Jules Laforgue (Montevideo, 16 August 1860 – Paris, 20 August 1887) was an innovative French poet, often referred to as a Symbolist poet. Critics and commentators have also pointed to Impressionism as a direct influence and his poetry has been called "part-symbolist, part-impressionist".
Strongly influenced by Walt Whitman, Laforgue was one of the first French poets to write in free verse. Philosophically, he was an ardent disciple of Schopenhauer and Von Hartmann. His poetry would be one of the major influences on the young T. S. Eliot (cf. Prufrock and other observations) and Ezra Pound. Louis Untermeyer wrote, "Prufrock, published in 1917, was immediately hailed as a new manner in English literature and belittled as an echo of Laforgue and the French symbolists to whom Eliot was indebted."
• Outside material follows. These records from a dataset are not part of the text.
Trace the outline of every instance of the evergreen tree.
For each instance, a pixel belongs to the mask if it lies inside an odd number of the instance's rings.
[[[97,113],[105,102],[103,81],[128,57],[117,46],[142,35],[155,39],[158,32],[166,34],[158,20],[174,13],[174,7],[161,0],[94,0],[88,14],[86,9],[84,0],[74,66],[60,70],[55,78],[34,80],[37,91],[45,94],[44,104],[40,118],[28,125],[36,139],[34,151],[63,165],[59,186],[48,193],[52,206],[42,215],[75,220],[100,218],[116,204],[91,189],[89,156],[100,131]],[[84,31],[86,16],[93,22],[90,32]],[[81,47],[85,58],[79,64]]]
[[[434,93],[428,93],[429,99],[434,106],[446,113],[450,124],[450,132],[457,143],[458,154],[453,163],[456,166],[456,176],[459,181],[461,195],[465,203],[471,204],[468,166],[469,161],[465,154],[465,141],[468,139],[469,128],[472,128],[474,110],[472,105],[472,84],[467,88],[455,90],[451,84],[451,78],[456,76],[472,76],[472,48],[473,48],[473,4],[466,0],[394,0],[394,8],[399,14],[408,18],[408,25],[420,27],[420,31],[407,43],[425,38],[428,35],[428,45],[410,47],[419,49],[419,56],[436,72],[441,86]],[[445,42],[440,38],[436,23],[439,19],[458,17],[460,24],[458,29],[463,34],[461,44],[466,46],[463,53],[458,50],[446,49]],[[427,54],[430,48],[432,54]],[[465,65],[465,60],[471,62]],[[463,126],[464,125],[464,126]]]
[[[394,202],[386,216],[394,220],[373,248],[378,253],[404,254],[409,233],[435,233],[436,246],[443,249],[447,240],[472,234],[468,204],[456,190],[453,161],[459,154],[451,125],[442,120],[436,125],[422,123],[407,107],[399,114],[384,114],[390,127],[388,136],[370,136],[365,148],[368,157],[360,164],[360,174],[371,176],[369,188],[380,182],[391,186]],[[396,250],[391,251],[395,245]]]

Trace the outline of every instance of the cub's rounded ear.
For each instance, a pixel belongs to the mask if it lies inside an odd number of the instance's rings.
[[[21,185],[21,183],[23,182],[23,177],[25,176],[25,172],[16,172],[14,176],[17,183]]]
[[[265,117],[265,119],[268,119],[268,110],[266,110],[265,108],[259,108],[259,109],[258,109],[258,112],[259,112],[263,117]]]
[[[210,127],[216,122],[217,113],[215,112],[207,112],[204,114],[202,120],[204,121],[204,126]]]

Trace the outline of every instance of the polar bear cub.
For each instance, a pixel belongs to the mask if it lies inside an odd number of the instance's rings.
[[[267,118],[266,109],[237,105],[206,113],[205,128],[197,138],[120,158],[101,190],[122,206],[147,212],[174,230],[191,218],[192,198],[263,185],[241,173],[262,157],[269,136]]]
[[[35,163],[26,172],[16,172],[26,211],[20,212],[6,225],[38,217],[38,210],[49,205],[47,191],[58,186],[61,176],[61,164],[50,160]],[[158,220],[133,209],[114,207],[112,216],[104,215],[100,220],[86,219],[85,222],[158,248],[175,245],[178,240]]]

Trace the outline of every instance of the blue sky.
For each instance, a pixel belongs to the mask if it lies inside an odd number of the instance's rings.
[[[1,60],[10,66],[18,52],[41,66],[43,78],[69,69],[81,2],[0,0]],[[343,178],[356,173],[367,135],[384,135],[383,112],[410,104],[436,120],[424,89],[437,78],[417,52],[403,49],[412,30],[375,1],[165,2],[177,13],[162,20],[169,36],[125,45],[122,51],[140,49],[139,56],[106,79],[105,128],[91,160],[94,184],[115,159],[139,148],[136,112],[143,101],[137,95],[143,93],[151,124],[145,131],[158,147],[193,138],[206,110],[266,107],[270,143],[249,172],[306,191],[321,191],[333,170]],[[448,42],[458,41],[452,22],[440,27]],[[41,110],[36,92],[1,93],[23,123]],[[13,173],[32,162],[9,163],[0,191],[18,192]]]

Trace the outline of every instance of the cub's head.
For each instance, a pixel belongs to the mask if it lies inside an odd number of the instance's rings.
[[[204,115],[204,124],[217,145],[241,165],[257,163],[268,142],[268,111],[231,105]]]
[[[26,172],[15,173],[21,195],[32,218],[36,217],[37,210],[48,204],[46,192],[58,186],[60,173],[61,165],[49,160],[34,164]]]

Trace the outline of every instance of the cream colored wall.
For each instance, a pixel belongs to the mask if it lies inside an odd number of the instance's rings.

Jules Laforgue is a mystery man. In many senses he is invisible. Wikipedia doesn't bother adding him to the 27 Club: although he was an artist who died aged 27. Laforgue is French, but was born in Uruguay. He is an influential poet who is not mentioned in the Oxford Very Short Introduction to French Literature or William Cleaver Wilkinson's French Classics. The Penguin edition has a delightful and enlightening introduction by Graham Dunstan Martin, who also translated the poems. All poems in the collection are in both French and English, so if you're interesting in building your French vocabulary, it is recommended. Don't bother with this book if you are offended by crudities: Laforgue considers life to be dancing and coupling between a shit-smeared cradle and a similar-smelling coffin. Like his life, irony is a major component. He considered there to be three sexes: Men, Women and Englishwomen. His wife was English. He compared emotion to a keyboard—sometimes one gets the feeling he's playing us. His odd juxtapositions appealed to Marcel Duchamp. If you "take delight in a fugue, a word, a tone, a tilt of the head," it may be for you.